Of course, like 99 percent of her fellow Americans, Andrews was not expecting such a rant and just stood there, shell-shocked like the rest of us.

The whole minute was very disturbing for most fans who expected the predictable bland responses and an analysis of a key play usually expected in post-game interviews. Maybe for others, probably younger fans who have come to accept such imbecilic trash talk as an intricate part of professional sports these days (thanks NBA), it was just another titillating moment.

What was even more disturbing was the instantaneous explosion of opinion about Sherman's rant. Some Twitter remarks were blatantly racist, showing an equal lack of class and civility in our sports culture.

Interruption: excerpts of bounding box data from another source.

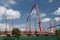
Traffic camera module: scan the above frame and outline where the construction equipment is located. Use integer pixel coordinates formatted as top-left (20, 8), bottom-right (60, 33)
top-left (26, 2), bottom-right (42, 35)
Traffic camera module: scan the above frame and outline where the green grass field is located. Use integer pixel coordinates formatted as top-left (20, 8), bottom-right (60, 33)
top-left (0, 36), bottom-right (60, 40)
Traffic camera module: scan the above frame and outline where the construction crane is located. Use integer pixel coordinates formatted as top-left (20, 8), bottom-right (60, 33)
top-left (26, 2), bottom-right (42, 32)
top-left (5, 17), bottom-right (7, 34)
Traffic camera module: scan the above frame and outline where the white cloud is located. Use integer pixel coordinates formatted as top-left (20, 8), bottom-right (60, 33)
top-left (0, 6), bottom-right (21, 19)
top-left (6, 9), bottom-right (21, 19)
top-left (0, 0), bottom-right (16, 7)
top-left (54, 17), bottom-right (60, 21)
top-left (0, 6), bottom-right (6, 17)
top-left (52, 7), bottom-right (60, 15)
top-left (41, 13), bottom-right (46, 17)
top-left (31, 9), bottom-right (46, 18)
top-left (42, 18), bottom-right (51, 22)
top-left (0, 23), bottom-right (9, 31)
top-left (48, 0), bottom-right (53, 2)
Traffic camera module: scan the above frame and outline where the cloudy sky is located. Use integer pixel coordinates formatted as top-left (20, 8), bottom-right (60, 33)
top-left (0, 0), bottom-right (60, 30)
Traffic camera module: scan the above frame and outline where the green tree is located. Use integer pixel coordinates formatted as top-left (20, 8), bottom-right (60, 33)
top-left (12, 28), bottom-right (20, 36)
top-left (55, 29), bottom-right (60, 35)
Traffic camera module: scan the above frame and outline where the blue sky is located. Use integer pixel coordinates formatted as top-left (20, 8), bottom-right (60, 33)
top-left (0, 0), bottom-right (60, 31)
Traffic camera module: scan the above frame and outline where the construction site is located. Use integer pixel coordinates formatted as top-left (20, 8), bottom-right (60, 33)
top-left (0, 2), bottom-right (60, 36)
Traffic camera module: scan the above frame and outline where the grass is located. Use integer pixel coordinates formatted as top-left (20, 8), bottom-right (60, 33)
top-left (0, 36), bottom-right (60, 40)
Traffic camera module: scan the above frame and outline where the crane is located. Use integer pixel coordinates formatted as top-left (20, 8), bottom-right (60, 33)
top-left (26, 2), bottom-right (42, 32)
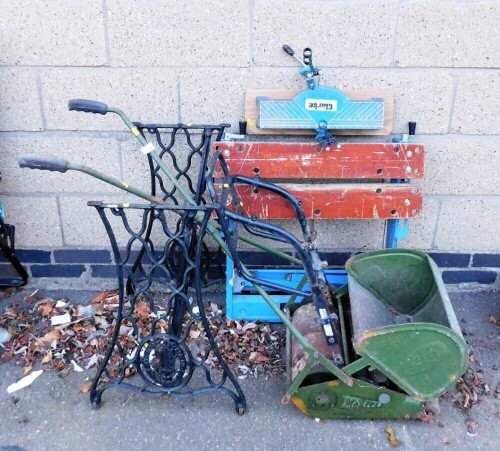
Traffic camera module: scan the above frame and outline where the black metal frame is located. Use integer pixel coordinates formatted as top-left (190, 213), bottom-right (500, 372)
top-left (127, 122), bottom-right (230, 293)
top-left (89, 202), bottom-right (246, 414)
top-left (0, 218), bottom-right (28, 287)
top-left (89, 123), bottom-right (246, 414)
top-left (206, 150), bottom-right (344, 360)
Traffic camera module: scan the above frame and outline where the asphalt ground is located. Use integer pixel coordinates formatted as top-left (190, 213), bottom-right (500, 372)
top-left (0, 291), bottom-right (500, 451)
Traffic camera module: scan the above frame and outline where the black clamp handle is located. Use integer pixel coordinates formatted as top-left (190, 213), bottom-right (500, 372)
top-left (17, 155), bottom-right (68, 173)
top-left (68, 99), bottom-right (108, 114)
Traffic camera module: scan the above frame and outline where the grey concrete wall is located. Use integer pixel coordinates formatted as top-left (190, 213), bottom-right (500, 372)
top-left (0, 0), bottom-right (500, 260)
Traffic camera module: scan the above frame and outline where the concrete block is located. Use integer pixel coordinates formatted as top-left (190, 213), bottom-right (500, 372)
top-left (399, 198), bottom-right (439, 251)
top-left (452, 73), bottom-right (500, 135)
top-left (107, 0), bottom-right (249, 67)
top-left (323, 69), bottom-right (453, 134)
top-left (0, 67), bottom-right (42, 131)
top-left (435, 197), bottom-right (500, 251)
top-left (181, 68), bottom-right (453, 134)
top-left (314, 220), bottom-right (384, 251)
top-left (180, 68), bottom-right (303, 132)
top-left (0, 134), bottom-right (121, 193)
top-left (253, 0), bottom-right (397, 67)
top-left (395, 0), bottom-right (500, 67)
top-left (41, 68), bottom-right (178, 130)
top-left (60, 195), bottom-right (135, 249)
top-left (0, 0), bottom-right (106, 66)
top-left (60, 195), bottom-right (179, 251)
top-left (2, 196), bottom-right (63, 248)
top-left (423, 135), bottom-right (500, 195)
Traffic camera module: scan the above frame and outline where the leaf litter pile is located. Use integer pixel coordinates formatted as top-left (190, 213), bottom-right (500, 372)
top-left (0, 290), bottom-right (285, 379)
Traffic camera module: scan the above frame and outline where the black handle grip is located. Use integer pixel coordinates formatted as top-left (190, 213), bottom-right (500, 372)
top-left (68, 99), bottom-right (108, 114)
top-left (283, 44), bottom-right (295, 56)
top-left (17, 155), bottom-right (68, 173)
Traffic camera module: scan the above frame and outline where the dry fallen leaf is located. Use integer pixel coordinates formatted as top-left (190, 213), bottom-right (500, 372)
top-left (385, 426), bottom-right (401, 448)
top-left (38, 300), bottom-right (53, 316)
top-left (90, 291), bottom-right (117, 304)
top-left (42, 349), bottom-right (52, 363)
top-left (37, 328), bottom-right (62, 345)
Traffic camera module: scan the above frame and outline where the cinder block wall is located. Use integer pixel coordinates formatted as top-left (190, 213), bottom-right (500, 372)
top-left (0, 0), bottom-right (500, 285)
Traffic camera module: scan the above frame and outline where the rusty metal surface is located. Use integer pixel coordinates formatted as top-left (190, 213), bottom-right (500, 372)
top-left (217, 183), bottom-right (423, 219)
top-left (213, 142), bottom-right (425, 179)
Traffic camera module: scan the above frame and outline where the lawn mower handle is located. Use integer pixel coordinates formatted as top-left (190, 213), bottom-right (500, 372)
top-left (17, 156), bottom-right (68, 173)
top-left (68, 99), bottom-right (108, 114)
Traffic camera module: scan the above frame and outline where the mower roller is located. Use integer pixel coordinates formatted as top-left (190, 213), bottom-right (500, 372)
top-left (20, 100), bottom-right (468, 419)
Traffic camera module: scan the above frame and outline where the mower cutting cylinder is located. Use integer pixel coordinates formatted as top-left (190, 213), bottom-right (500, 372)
top-left (289, 249), bottom-right (468, 419)
top-left (346, 249), bottom-right (468, 400)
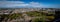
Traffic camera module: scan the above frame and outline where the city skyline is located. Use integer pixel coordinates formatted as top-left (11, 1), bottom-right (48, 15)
top-left (0, 0), bottom-right (60, 8)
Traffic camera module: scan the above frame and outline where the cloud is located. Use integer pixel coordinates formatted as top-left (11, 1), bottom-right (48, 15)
top-left (0, 1), bottom-right (57, 8)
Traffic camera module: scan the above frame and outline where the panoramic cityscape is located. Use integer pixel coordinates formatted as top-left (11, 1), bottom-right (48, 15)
top-left (0, 0), bottom-right (60, 22)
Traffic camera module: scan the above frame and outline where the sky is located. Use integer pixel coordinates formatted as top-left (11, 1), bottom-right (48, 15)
top-left (0, 0), bottom-right (60, 8)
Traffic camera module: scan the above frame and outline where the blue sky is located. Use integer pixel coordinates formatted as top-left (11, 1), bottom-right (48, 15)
top-left (0, 0), bottom-right (60, 8)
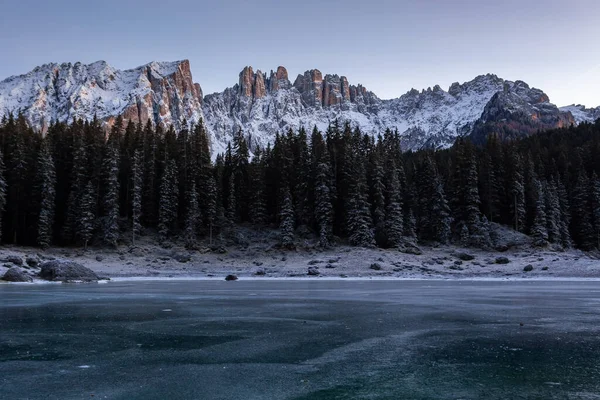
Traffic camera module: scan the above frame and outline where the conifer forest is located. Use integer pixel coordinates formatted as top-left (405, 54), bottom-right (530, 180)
top-left (0, 111), bottom-right (600, 250)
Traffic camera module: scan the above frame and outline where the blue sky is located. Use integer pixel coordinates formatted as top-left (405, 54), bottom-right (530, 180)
top-left (0, 0), bottom-right (600, 106)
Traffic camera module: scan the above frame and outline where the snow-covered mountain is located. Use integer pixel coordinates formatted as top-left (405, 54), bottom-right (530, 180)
top-left (560, 104), bottom-right (600, 124)
top-left (0, 61), bottom-right (202, 131)
top-left (0, 60), bottom-right (600, 153)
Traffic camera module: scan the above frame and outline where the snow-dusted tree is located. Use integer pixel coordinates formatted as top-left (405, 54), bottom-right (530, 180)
top-left (314, 161), bottom-right (333, 247)
top-left (590, 171), bottom-right (600, 248)
top-left (453, 141), bottom-right (491, 247)
top-left (227, 174), bottom-right (237, 224)
top-left (248, 148), bottom-right (267, 226)
top-left (185, 182), bottom-right (200, 249)
top-left (203, 169), bottom-right (222, 244)
top-left (417, 154), bottom-right (452, 243)
top-left (102, 144), bottom-right (119, 247)
top-left (279, 186), bottom-right (295, 250)
top-left (0, 151), bottom-right (6, 240)
top-left (544, 179), bottom-right (561, 243)
top-left (571, 169), bottom-right (597, 250)
top-left (63, 131), bottom-right (87, 242)
top-left (556, 179), bottom-right (573, 248)
top-left (75, 181), bottom-right (96, 249)
top-left (158, 160), bottom-right (179, 239)
top-left (36, 139), bottom-right (56, 248)
top-left (384, 157), bottom-right (404, 247)
top-left (530, 178), bottom-right (548, 247)
top-left (368, 148), bottom-right (386, 242)
top-left (431, 179), bottom-right (450, 243)
top-left (507, 151), bottom-right (525, 232)
top-left (131, 150), bottom-right (144, 245)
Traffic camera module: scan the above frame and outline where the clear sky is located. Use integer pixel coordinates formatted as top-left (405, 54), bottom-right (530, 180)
top-left (0, 0), bottom-right (600, 106)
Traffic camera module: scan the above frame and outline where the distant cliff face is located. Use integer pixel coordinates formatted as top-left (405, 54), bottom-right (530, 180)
top-left (0, 61), bottom-right (203, 131)
top-left (0, 60), bottom-right (584, 153)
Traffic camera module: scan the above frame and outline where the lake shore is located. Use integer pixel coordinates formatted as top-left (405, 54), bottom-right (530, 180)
top-left (0, 239), bottom-right (600, 282)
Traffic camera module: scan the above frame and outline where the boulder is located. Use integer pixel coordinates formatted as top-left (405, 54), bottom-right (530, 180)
top-left (172, 253), bottom-right (192, 263)
top-left (369, 263), bottom-right (382, 271)
top-left (2, 267), bottom-right (33, 282)
top-left (454, 253), bottom-right (475, 261)
top-left (40, 260), bottom-right (100, 282)
top-left (25, 256), bottom-right (40, 268)
top-left (6, 256), bottom-right (23, 266)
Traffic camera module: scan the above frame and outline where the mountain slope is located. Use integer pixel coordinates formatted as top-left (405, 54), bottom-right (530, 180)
top-left (0, 60), bottom-right (584, 154)
top-left (0, 61), bottom-right (202, 130)
top-left (560, 104), bottom-right (600, 124)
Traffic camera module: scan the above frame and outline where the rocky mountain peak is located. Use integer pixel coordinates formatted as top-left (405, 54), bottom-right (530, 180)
top-left (0, 60), bottom-right (600, 154)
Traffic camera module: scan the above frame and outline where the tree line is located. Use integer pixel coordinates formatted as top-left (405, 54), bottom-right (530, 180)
top-left (0, 111), bottom-right (600, 250)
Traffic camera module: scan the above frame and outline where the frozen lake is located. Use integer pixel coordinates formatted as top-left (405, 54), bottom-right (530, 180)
top-left (0, 280), bottom-right (600, 400)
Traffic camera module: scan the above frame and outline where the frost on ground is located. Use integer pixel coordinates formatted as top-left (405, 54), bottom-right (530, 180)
top-left (0, 226), bottom-right (600, 279)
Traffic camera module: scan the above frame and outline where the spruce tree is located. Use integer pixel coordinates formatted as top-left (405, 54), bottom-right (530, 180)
top-left (556, 178), bottom-right (573, 248)
top-left (368, 148), bottom-right (386, 245)
top-left (545, 179), bottom-right (561, 243)
top-left (506, 149), bottom-right (526, 232)
top-left (158, 159), bottom-right (179, 240)
top-left (75, 180), bottom-right (96, 249)
top-left (279, 186), bottom-right (295, 250)
top-left (248, 149), bottom-right (267, 226)
top-left (0, 150), bottom-right (6, 241)
top-left (384, 157), bottom-right (404, 248)
top-left (530, 178), bottom-right (548, 247)
top-left (131, 150), bottom-right (143, 245)
top-left (185, 182), bottom-right (200, 249)
top-left (203, 169), bottom-right (218, 245)
top-left (571, 173), bottom-right (597, 250)
top-left (63, 133), bottom-right (88, 243)
top-left (314, 161), bottom-right (333, 247)
top-left (36, 140), bottom-right (56, 248)
top-left (102, 145), bottom-right (119, 247)
top-left (590, 171), bottom-right (600, 249)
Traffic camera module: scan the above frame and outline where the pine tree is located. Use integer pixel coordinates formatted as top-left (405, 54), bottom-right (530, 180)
top-left (431, 176), bottom-right (450, 243)
top-left (75, 180), bottom-right (96, 249)
top-left (63, 133), bottom-right (88, 242)
top-left (279, 186), bottom-right (295, 250)
top-left (385, 157), bottom-right (404, 247)
top-left (158, 160), bottom-right (179, 240)
top-left (545, 179), bottom-right (561, 243)
top-left (368, 148), bottom-right (386, 245)
top-left (345, 132), bottom-right (375, 247)
top-left (531, 178), bottom-right (548, 247)
top-left (556, 179), bottom-right (573, 248)
top-left (204, 171), bottom-right (222, 245)
top-left (227, 174), bottom-right (238, 225)
top-left (185, 182), bottom-right (200, 249)
top-left (248, 149), bottom-right (267, 226)
top-left (36, 140), bottom-right (56, 248)
top-left (590, 171), bottom-right (600, 249)
top-left (102, 145), bottom-right (119, 247)
top-left (453, 141), bottom-right (491, 247)
top-left (571, 173), bottom-right (597, 250)
top-left (314, 162), bottom-right (333, 247)
top-left (507, 150), bottom-right (525, 232)
top-left (131, 150), bottom-right (143, 245)
top-left (0, 150), bottom-right (6, 240)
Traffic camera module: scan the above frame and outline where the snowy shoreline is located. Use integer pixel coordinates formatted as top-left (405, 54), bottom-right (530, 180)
top-left (0, 234), bottom-right (600, 283)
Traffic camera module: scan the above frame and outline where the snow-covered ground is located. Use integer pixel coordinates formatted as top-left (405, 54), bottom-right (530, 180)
top-left (0, 223), bottom-right (600, 279)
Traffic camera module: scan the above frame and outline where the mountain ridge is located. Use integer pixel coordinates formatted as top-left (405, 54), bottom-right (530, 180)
top-left (0, 60), bottom-right (600, 154)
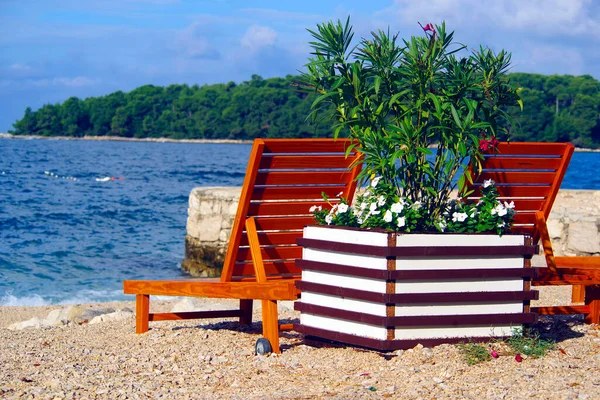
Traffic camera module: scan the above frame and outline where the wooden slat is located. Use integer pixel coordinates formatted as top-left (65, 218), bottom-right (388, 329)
top-left (252, 186), bottom-right (346, 200)
top-left (510, 225), bottom-right (535, 236)
top-left (477, 171), bottom-right (556, 185)
top-left (265, 138), bottom-right (350, 153)
top-left (483, 157), bottom-right (561, 171)
top-left (149, 310), bottom-right (242, 321)
top-left (472, 186), bottom-right (550, 201)
top-left (123, 279), bottom-right (297, 300)
top-left (237, 246), bottom-right (302, 261)
top-left (554, 256), bottom-right (600, 271)
top-left (256, 170), bottom-right (351, 185)
top-left (233, 260), bottom-right (302, 279)
top-left (531, 306), bottom-right (590, 315)
top-left (260, 155), bottom-right (353, 170)
top-left (498, 142), bottom-right (571, 155)
top-left (250, 216), bottom-right (315, 231)
top-left (248, 199), bottom-right (339, 216)
top-left (513, 212), bottom-right (535, 225)
top-left (240, 231), bottom-right (302, 246)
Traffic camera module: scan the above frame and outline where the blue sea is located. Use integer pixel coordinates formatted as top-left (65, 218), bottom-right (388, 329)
top-left (0, 139), bottom-right (600, 305)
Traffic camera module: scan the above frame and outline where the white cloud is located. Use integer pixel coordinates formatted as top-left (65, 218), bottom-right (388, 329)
top-left (27, 76), bottom-right (99, 87)
top-left (241, 25), bottom-right (277, 51)
top-left (513, 44), bottom-right (585, 75)
top-left (8, 63), bottom-right (31, 72)
top-left (175, 22), bottom-right (219, 59)
top-left (386, 0), bottom-right (600, 38)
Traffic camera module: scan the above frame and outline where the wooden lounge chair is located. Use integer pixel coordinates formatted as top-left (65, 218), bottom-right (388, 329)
top-left (124, 139), bottom-right (360, 353)
top-left (469, 142), bottom-right (600, 324)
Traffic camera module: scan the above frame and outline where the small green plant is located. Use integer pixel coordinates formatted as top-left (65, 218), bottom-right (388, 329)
top-left (456, 342), bottom-right (492, 365)
top-left (302, 19), bottom-right (522, 232)
top-left (456, 327), bottom-right (555, 365)
top-left (506, 328), bottom-right (555, 358)
top-left (310, 178), bottom-right (515, 235)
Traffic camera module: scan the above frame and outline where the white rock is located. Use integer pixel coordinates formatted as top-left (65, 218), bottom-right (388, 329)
top-left (89, 310), bottom-right (134, 325)
top-left (7, 317), bottom-right (49, 331)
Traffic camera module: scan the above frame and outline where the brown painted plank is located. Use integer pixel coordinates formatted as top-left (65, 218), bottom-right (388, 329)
top-left (531, 306), bottom-right (590, 315)
top-left (250, 216), bottom-right (315, 231)
top-left (150, 310), bottom-right (242, 321)
top-left (248, 199), bottom-right (339, 216)
top-left (483, 157), bottom-right (561, 171)
top-left (260, 154), bottom-right (353, 170)
top-left (256, 170), bottom-right (351, 185)
top-left (473, 186), bottom-right (550, 201)
top-left (477, 171), bottom-right (556, 185)
top-left (252, 186), bottom-right (346, 201)
top-left (265, 138), bottom-right (350, 153)
top-left (233, 260), bottom-right (302, 279)
top-left (123, 279), bottom-right (297, 300)
top-left (237, 246), bottom-right (302, 261)
top-left (498, 142), bottom-right (573, 155)
top-left (240, 231), bottom-right (302, 246)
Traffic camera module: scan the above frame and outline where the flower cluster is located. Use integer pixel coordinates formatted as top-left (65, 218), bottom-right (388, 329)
top-left (310, 178), bottom-right (514, 235)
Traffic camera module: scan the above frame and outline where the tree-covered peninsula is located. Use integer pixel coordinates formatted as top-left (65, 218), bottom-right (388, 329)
top-left (10, 73), bottom-right (600, 148)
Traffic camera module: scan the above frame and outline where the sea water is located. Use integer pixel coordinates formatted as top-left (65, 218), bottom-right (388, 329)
top-left (0, 139), bottom-right (600, 305)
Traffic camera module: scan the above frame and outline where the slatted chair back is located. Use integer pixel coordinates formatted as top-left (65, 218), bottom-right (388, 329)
top-left (468, 142), bottom-right (574, 243)
top-left (221, 139), bottom-right (360, 282)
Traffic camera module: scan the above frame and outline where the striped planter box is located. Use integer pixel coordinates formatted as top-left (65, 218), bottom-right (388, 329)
top-left (295, 226), bottom-right (538, 350)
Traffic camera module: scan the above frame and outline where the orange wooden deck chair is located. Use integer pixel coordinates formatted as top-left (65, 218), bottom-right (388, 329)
top-left (124, 139), bottom-right (360, 353)
top-left (469, 142), bottom-right (600, 323)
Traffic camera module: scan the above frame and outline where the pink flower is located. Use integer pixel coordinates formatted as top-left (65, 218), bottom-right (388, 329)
top-left (479, 135), bottom-right (500, 152)
top-left (419, 22), bottom-right (435, 35)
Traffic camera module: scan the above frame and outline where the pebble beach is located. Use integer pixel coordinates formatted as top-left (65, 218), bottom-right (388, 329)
top-left (0, 287), bottom-right (600, 399)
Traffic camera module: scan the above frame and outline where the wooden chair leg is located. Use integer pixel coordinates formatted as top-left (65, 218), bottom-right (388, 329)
top-left (585, 285), bottom-right (600, 324)
top-left (240, 299), bottom-right (253, 325)
top-left (135, 294), bottom-right (150, 333)
top-left (571, 285), bottom-right (585, 303)
top-left (262, 300), bottom-right (281, 353)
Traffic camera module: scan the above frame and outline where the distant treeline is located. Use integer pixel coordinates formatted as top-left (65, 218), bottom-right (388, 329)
top-left (9, 73), bottom-right (600, 148)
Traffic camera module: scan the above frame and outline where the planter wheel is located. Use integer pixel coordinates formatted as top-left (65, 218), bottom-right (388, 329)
top-left (254, 338), bottom-right (273, 355)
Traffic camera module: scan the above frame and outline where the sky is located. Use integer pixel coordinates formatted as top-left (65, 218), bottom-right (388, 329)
top-left (0, 0), bottom-right (600, 132)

It's as if Sherman's trash talk was justification for racist gutter-speak by an angry underclass of bigoted fans who felt emboldened by his rant.

Sherman ruined Sunday's game for fans who yearn for the sportsmanship and decency that once marked the conduct of sports.

And it's not the first time that Sherman has dissed his opponents, both on and off the field. He has carried game trash talk off the field to Twitter against players and sportscasters. He has been called a "master troll" in one article.

Civil sportsmanship has been long abandoned in the NFL. Being an all-star used to mean having the moral character to match your athletic abilities, not being an expert troll.

Remember the magic of the first Super Bowl where a classy Broadway Joe Namath and the New York Jets upset the Baltimore Colts, led by another equally classy Johnny Unitas? That was professional football at its best.

It's regrettable that the upcoming Super Bowl will feature so many trolls like Sherman. Even if there's a blizzard in the Meadowlands, it's not going to really be a "Super Bowl" like it used to be.

Sherman and his ilk have brought down football. He showed last Sunday there's no "professional" football being played in the NFL anymore.

This article published in Context Florida on January 21, 2014.